This question makes me think ‘when will the recession happen’? The answer = No one really knows, but what I do know is that historically industries that have done well into a recession have been consumer staples, energy, health care, and utilities. If you’re worried about downside risk then allocate to more defensive industries and fixed income.
edit: To actually answer your question. I think this run has more upside.
very late cycle. i hate the baseball analogy as i dont play baseball. but id say we are in the last inning. with that said i would still stay invested. just hold whatever your current allocation is, dont lever uop
another year or so but 2-3 years if china unleashes some fiscal stim before rather than after the wipeout. tech is likely tapped out for this cycle (semis way extended, software way extended). industrials could bump a bit higher if trade tensions wane a bit. we could see a final leg pushed by energy, materials (especially if china unleashes), REITs and financials. consumer staples, telecom and utilities could give a final push at the very end as folks rotate, and then we’re in for it.
I was just asked this in a panel conference call interview 2 hours ago haha. My answer was roughly along the lines of late expansion broader cycle view, waning movement to the upside, high relative valuations, inorganically propped up bottom lines (tax cuts, Non GAAP measures, etc.), rotation on the horizon, corporate debt default risk, and the infamous oracle none other than…the yield curve.

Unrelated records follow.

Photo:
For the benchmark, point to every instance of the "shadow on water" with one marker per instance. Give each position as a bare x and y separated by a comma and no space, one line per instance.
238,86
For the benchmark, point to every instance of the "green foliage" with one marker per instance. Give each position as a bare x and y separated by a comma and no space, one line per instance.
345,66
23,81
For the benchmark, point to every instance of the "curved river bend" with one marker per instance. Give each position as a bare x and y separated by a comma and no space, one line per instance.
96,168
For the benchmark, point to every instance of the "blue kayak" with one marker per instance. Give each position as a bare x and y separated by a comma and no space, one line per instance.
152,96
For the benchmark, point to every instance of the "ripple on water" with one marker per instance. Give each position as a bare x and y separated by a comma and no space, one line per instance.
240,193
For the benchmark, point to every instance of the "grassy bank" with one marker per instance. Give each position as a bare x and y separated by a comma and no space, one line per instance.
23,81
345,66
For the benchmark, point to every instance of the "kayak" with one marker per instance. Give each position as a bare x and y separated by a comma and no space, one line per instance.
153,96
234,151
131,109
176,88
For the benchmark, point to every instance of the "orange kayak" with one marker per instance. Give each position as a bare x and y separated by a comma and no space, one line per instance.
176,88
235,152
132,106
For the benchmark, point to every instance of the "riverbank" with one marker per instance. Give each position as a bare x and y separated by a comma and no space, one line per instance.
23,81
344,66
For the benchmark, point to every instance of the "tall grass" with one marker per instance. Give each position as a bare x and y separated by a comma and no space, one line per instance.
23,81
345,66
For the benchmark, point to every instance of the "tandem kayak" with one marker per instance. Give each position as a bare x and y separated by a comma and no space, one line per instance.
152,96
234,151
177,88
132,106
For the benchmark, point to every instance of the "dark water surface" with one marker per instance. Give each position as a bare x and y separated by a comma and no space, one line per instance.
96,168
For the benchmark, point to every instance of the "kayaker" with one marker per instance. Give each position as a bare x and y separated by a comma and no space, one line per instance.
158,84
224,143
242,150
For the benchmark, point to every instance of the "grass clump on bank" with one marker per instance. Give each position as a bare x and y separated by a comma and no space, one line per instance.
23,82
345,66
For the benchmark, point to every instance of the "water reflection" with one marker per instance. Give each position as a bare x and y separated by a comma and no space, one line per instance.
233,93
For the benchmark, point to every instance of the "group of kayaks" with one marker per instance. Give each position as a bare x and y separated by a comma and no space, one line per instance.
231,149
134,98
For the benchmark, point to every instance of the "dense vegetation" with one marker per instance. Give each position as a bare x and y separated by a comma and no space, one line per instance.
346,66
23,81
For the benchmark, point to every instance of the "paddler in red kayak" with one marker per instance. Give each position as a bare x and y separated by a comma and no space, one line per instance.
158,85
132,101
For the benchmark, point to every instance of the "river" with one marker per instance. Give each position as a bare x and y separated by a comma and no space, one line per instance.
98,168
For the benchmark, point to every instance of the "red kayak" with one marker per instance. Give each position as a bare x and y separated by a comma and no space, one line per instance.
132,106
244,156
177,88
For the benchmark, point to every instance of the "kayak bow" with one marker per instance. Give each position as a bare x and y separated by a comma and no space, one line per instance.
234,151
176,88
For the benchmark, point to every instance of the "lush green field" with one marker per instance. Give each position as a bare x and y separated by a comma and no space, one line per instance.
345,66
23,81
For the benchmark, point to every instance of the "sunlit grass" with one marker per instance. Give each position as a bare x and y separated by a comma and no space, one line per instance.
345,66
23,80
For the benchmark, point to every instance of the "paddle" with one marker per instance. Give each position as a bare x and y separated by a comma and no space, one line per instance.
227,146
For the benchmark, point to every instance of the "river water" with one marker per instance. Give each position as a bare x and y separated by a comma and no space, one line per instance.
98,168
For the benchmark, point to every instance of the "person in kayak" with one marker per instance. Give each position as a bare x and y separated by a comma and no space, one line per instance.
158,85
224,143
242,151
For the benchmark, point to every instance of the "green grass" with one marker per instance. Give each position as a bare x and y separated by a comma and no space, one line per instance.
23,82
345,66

The only thing that comes to mind is that the obvious risk which will cause a recession is not being talked about by main stream media. It’s happening now, just a question of what and how long can it last?
For me, my ole premise has always been fiscal issues in the U.S. combined with somesort of structural change such as demographic shifts globally that accelerate the problem. That train has been running for a very long time though so who knows but I will eventually be right. Maybe old and bitter by that time but right nonetheless.
Here’s what Mark Tepper, president and CEO of Strategic Wealth Partners, told CNBC’s “Trading Nation ” on Thursday.
— The first indicator is an inverted yield curve. This correctly predicted the last seven recessions since 1968. It typically “flashes red” by inverting 12 months before the beginning of a recession. Right now the yield curve is pretty flat, but not yet inverted.
— Second, is the year-over-year change of the Leading Economic Index, which predicts future global economic movements. When it contracts, a recession usually follows. Currently, the index is still growing at 5 percent year over year, so there’s no immediate need for concern.
— Last is the tightening of monetary policy. Although the Fed is intent on raising rates, policy tightening shouldn’t be expected for at least another year.
Put all three indicators together and they have correctly predicted the last seven recessions with not a single false positive. At this point, there still appears to be one year of runway before these three red flags hit stocks. When the convergence happens, switch your position to underweight stocks, but right now maintain your stock portfolios and ride out the rest of this bull market.
Bottom line: The three biggest recession indicators are not showing warning signs just yet, so continue to ride the bull market for at least a year.
Odd they recommend buying with the yield curve being so flat at this stage in a very old bull market.
Wonder what their thoughts are on the recently short-term demand for prime money market funds due to the repatriation of capital back to the U.S. and how that’s kept a cap on the short-term T-bill rates?
My guess is that no one is paying attention so there ya go.
Edit: Yield curve at first rate hike vs. yield curve today.
Yep this is why I was telling foos that short term rate be the smart thing cuz ish guaranteed. At least the long term ones didn’t go up like crazy. Quite fascinating!